Appearance: Yellow gold with surprisingly nice legs and beading for a blend.
Nose: Far richer and more sophisticated than Johnnie Walker Black. Frankly, it’s amazing how over thirty whiskies could coalesce to make such a uniformly pleasing scent. I’m reminded of a 1996 Ben Nevis (Exclusive Malts) that I finished last month, although the Walker is a bit less “grapey.”
Far away Coal Ila peat is perhaps the most noticeable scent in my glass, followed by marshmallow nougat, honey, and crisp red apple. Golden raisins and figs aren’t far behind, along with a very subtle green tea note.
Palate: Think Johnnie Walker Black cranked up to “10.” There’s just more to taste in the Director’s Cut. I really do appreciate the higher ABV. Putting this whisky on the rocks would be refreshing, to be sure, but almost a shame. Try it neat first is my advice. As for adding water, no thanks. At 49% ABV, this stuff is as smooth as a pair of Sean Young’s silky pajamas.

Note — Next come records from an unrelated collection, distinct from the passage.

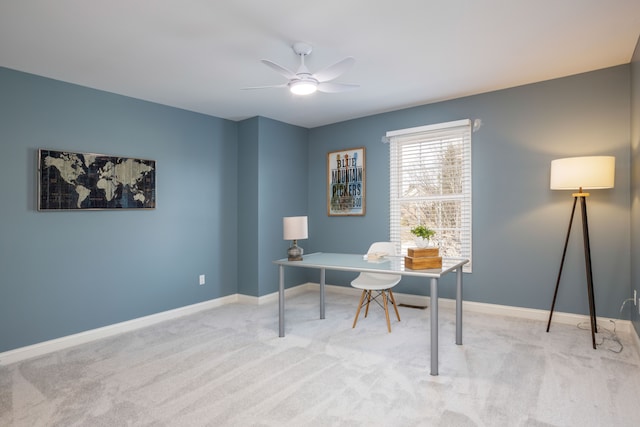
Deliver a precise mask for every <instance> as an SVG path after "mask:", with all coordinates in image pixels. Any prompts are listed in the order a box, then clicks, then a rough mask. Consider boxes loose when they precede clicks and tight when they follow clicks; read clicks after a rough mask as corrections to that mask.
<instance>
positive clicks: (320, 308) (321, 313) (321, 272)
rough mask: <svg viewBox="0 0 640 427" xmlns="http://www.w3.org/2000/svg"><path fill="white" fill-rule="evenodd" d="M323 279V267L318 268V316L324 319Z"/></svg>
mask: <svg viewBox="0 0 640 427" xmlns="http://www.w3.org/2000/svg"><path fill="white" fill-rule="evenodd" d="M324 279H325V269H324V268H321V269H320V318H321V319H324V285H325V283H324Z"/></svg>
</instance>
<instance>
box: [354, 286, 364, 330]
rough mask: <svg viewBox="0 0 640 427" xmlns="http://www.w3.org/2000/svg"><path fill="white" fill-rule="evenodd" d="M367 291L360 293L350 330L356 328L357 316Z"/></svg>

Leather comes to the fore, along with Himalayan salt, allspice, black pepper, black tea, cotton candy, powdered coco, taro root, caramel, date, golden raisin, and a slightly bitter note of chicory.
The finish is medium in length. As for the swan song of flavors, one can detect black pepper, oak tannin, Caol Ila peat, and chicory lingering pleasantly. A spicy tingle outlasts the death.